Ci sovviene un caso analogo, questa volta riguardante il continente africano, verificatosi anch’esso diversi anni fa, allorché un’altra multinazionale dell’alimentare incoraggiava le giovani mamme del sub Sahara ad allattare artificialmente i loro neonati, distribuendo   gratuitamente in ospedale confezioni di latte in polvere. Salvo poi accorgersi che l’alimentazione con quel prodotto, non più gratuito, una volta a casa, faceva morire i bambini di diarrea, a causa delle scarse condizioni igieniche e della qualità dell’acqua in cui il latte veniva disciolto. Anche l’uso di questo prodotto era stato promosso come un fattivo aiuto alla popolazione infantile di quelle regioni e all’emancipazione della donna.
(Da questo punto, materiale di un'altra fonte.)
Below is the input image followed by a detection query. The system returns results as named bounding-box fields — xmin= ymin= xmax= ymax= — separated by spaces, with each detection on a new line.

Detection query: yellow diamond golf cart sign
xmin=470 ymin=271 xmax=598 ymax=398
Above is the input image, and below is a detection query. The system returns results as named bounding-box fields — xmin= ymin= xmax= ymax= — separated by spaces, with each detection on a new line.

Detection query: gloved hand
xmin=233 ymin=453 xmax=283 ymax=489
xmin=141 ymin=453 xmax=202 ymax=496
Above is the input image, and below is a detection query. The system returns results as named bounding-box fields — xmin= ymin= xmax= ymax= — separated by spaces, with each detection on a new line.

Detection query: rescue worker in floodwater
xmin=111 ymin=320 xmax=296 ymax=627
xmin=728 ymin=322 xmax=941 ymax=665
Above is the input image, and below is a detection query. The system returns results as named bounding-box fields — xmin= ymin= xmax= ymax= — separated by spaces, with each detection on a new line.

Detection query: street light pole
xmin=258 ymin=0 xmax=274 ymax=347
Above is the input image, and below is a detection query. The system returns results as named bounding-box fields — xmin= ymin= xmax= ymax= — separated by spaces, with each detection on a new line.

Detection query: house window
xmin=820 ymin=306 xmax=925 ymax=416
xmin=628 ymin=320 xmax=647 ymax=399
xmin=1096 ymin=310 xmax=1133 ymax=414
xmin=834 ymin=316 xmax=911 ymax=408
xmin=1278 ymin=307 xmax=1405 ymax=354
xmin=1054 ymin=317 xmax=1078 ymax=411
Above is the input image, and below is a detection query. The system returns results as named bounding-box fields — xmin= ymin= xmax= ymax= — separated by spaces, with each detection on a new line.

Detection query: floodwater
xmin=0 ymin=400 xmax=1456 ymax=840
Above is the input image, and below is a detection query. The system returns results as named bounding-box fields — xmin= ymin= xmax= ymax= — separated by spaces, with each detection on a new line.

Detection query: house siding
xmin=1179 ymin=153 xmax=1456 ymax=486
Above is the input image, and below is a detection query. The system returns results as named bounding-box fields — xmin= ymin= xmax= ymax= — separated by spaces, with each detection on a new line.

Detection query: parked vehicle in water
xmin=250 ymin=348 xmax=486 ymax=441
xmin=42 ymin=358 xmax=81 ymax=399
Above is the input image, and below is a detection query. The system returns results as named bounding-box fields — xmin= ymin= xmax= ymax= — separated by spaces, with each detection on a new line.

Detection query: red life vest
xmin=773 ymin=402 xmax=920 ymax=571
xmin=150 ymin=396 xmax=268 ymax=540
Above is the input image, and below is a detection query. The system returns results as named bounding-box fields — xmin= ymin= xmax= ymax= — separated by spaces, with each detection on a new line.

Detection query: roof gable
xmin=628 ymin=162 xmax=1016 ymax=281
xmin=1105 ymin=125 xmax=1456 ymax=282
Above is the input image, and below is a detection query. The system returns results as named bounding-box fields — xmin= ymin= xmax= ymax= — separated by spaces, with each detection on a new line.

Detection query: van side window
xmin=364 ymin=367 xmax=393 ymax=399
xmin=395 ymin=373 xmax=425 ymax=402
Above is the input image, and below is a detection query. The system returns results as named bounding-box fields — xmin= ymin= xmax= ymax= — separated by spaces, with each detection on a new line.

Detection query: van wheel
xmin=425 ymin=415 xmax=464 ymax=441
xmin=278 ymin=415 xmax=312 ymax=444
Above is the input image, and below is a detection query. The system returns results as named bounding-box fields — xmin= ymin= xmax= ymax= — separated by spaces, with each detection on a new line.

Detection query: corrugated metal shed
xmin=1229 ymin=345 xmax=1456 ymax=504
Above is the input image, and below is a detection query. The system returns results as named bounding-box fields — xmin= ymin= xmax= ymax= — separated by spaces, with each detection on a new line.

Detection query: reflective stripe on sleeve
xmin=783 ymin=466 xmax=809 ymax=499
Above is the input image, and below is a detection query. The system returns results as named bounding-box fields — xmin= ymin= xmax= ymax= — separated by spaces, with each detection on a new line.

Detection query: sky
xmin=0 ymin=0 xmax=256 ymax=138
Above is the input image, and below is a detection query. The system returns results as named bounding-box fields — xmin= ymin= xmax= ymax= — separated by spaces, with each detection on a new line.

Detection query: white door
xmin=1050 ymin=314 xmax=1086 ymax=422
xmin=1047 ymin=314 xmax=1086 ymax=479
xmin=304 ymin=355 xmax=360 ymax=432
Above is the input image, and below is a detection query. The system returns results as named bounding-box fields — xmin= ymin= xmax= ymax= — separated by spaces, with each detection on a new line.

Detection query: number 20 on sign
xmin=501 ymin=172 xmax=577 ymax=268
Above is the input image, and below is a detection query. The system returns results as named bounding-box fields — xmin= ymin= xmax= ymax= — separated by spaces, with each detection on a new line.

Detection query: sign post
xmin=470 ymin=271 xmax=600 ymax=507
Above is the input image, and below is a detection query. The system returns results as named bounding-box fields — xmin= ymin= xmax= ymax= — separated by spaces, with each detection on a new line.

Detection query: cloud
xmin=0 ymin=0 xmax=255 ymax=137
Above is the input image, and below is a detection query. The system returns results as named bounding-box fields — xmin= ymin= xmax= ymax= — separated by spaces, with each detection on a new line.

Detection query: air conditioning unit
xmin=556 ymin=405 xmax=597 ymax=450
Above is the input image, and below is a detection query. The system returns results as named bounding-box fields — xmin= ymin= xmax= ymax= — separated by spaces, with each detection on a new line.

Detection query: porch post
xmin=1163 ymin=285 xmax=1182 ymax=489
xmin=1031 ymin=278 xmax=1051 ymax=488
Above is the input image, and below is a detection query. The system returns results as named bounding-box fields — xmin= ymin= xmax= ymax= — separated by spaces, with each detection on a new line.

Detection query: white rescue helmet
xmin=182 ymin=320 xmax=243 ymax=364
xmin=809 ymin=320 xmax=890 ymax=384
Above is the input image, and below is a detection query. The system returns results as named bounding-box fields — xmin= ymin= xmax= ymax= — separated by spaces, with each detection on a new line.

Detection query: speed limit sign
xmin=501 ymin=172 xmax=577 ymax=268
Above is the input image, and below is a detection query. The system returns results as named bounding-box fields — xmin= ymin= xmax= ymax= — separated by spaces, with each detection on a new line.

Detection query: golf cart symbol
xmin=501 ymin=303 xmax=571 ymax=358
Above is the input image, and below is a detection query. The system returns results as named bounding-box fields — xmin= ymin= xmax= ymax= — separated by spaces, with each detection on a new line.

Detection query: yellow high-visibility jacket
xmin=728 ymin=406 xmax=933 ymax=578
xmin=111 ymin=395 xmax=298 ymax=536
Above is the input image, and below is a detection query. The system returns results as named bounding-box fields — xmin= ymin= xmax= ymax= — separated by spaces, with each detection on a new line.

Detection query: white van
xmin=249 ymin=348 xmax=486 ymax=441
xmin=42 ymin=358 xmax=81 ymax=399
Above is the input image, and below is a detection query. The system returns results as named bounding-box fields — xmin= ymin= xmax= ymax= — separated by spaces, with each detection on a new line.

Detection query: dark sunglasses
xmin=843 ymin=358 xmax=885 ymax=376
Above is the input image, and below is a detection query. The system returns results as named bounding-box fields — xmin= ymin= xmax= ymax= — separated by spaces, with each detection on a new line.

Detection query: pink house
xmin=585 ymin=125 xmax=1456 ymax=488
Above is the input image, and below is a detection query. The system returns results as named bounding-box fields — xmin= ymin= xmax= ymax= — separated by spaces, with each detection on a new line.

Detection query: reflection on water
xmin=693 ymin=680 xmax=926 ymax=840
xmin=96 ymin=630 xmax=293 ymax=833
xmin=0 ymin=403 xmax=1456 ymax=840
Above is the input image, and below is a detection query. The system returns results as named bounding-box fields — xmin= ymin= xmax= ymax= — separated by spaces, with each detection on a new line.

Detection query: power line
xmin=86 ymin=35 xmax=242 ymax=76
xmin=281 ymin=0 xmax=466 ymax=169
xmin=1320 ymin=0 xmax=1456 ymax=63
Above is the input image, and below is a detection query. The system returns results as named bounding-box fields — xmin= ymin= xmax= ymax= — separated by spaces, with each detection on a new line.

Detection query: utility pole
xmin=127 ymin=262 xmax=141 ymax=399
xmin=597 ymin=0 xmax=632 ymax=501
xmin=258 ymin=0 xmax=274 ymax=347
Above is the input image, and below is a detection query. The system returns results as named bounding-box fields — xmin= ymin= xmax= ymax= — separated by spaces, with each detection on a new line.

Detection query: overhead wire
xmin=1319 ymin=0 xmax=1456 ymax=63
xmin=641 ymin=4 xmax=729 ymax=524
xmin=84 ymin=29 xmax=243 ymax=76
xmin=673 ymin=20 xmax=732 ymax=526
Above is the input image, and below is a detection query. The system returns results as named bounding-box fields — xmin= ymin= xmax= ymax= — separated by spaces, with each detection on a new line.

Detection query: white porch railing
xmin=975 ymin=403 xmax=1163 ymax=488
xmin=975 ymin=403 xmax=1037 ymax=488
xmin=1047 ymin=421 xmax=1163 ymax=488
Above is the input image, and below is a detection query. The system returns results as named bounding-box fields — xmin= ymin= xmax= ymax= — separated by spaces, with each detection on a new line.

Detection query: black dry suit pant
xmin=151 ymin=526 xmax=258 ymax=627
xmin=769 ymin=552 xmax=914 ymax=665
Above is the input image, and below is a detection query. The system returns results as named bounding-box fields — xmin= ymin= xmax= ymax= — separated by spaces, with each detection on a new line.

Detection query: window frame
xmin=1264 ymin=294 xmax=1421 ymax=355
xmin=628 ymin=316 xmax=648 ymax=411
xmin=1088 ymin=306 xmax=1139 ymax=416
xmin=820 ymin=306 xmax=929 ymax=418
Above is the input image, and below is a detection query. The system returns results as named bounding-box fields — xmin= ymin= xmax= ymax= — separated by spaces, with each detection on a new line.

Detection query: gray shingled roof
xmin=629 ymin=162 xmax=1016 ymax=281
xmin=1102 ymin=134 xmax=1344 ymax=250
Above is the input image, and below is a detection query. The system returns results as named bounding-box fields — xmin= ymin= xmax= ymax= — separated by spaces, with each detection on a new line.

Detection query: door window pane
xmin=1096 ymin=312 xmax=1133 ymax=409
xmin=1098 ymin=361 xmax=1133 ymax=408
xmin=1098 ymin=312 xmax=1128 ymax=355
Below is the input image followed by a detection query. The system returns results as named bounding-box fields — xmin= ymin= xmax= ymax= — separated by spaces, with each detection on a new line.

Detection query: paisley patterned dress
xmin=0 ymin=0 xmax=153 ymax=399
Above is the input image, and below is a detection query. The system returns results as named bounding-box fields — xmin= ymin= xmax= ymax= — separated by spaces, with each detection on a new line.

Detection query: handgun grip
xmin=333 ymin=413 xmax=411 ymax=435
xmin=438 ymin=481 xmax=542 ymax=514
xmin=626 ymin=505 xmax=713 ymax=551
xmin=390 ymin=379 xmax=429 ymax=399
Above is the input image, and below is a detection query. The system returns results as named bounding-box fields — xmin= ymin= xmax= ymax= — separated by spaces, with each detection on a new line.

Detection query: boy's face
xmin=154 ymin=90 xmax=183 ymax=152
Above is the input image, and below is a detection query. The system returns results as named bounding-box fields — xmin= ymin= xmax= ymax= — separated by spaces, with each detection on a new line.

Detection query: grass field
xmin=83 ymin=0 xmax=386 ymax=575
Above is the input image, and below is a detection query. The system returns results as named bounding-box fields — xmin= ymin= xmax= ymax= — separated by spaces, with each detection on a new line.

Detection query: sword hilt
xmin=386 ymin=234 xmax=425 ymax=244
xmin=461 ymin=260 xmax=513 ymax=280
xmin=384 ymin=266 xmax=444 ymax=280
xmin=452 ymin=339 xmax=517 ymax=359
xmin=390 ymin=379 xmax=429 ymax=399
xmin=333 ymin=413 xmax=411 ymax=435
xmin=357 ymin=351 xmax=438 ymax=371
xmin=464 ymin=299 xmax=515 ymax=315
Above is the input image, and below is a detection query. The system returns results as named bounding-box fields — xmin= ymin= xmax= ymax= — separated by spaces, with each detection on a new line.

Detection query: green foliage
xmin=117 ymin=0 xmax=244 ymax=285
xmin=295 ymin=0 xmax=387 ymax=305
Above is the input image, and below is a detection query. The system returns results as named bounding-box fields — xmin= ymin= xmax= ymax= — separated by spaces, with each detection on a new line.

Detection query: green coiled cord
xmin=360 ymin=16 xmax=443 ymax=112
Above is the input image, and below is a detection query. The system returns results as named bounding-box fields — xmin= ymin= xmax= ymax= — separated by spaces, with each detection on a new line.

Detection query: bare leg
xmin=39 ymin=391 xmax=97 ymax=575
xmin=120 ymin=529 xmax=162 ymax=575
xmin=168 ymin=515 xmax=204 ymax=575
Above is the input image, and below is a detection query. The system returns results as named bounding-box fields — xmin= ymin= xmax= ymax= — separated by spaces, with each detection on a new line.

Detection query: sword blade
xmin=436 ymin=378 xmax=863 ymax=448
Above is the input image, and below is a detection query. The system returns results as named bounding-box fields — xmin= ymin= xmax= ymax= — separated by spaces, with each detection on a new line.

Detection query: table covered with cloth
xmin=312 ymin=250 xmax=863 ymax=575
Si potrebbero fare ancora esempi del genere, ma ci fermiamo a questi, di certo emblematici, sufficienti a comprendere la sete di guadagni e la mancanza di rispetto del prossimo che potrebbero nascondersi dietro campagne di sostegno all’infanzia e lotta alle malattie da malnutrizione nei paesi poveri. Vedremo nei prossimi articoli di analizzare dinamiche ed interazioni tra i governi e le multinazionali, proponendo le soluzioni trovate da studiosi onesti dell’appassionante argomento e sacrosanto diritto al cibo dei popoli.